Alors, je comprends  : des fruits nouveaux chaque mois, chaque premier vendredi du mois, et chaque premier samedi, voilà ce que produit le fidèle attaché au Cœur Immaculé de Marie «  comme un arbre planté près d’un ruisseau qui donne son fruit en son temps, et son feuillage ne se flétrit pas.  » Autrement dit  : «  Tout ce qu’il produit  »… c’est pour le Ciel  !

Il y a plus. Dans le désert de ce monde apostat, ravagé, dévasté par la guerre, le sida et la famine, où les peuples n’ont plus de rois ni de prophètes pour les guider, ce salut miraculeux n’advient pas à des individus isolés, mais à des frères réunis en communauté, les “ anawîm ”, les “ Pauvres d’Israël ” en qui nous nous reconnaissons comme des frères.

Il ne faut rien de moins pour triompher des impies, «  assis au banc des rieurs  », qui font corps, eux aussi. Voici l’annonce de leur déroute au jour du Jugement de Dieu. L’association des méchants sera dispersée comme bale au vent  : «  Rien de tel pour les impies. Mais ils sont comme la paille que le vent disperse.  » Le souffle de la bouche de Dieu rendant son jugement les arrache de l’Église où ils sont mêlés aux fidèles, comme la paille au bon grain.

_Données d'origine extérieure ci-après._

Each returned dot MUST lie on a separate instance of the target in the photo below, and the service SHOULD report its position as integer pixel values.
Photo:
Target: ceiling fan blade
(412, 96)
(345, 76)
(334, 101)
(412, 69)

Ces impies qui ne tiennent pas debout, semblables à de la paille que disperse le vent, sont figurés dans le Livre de Daniel par le colosse aux pieds d’argile du songe de Nabuchodonosor, figurant la puissance hostile au Dieu d’Israël comme un bloc unique, paganisme éternel, renouvelant sans fin, d’une civilisation à l’autre, l’orgueilleuse prétention de l’homme à se mettre à la place de Dieu. Mais soudain, une pierre détachée sans intervention de main humaine vient frapper et briser «  tout à la fois, fer et argile, bronze, argent et or, devenus semblables à la paille sur l’aire en été  ; le vent les emporta sans laisser de trace.  » (Dn 2, 35)

Cette “ pierre ”, qui brise les empires successifs, est le Messie promis. Le psaume explique l’allégorie prophétique  : pour briser la ligue des impies, il suffira au Messie de souffler dessus.

Verset 6  : «  Car Yahweh connaît la conduite des justes  ; mais celle des impies aura une fin.  »

On peut dire que tous les psaumes sont un appel à ce renversement des sorts qui mettra fin au triomphe insolent des impies.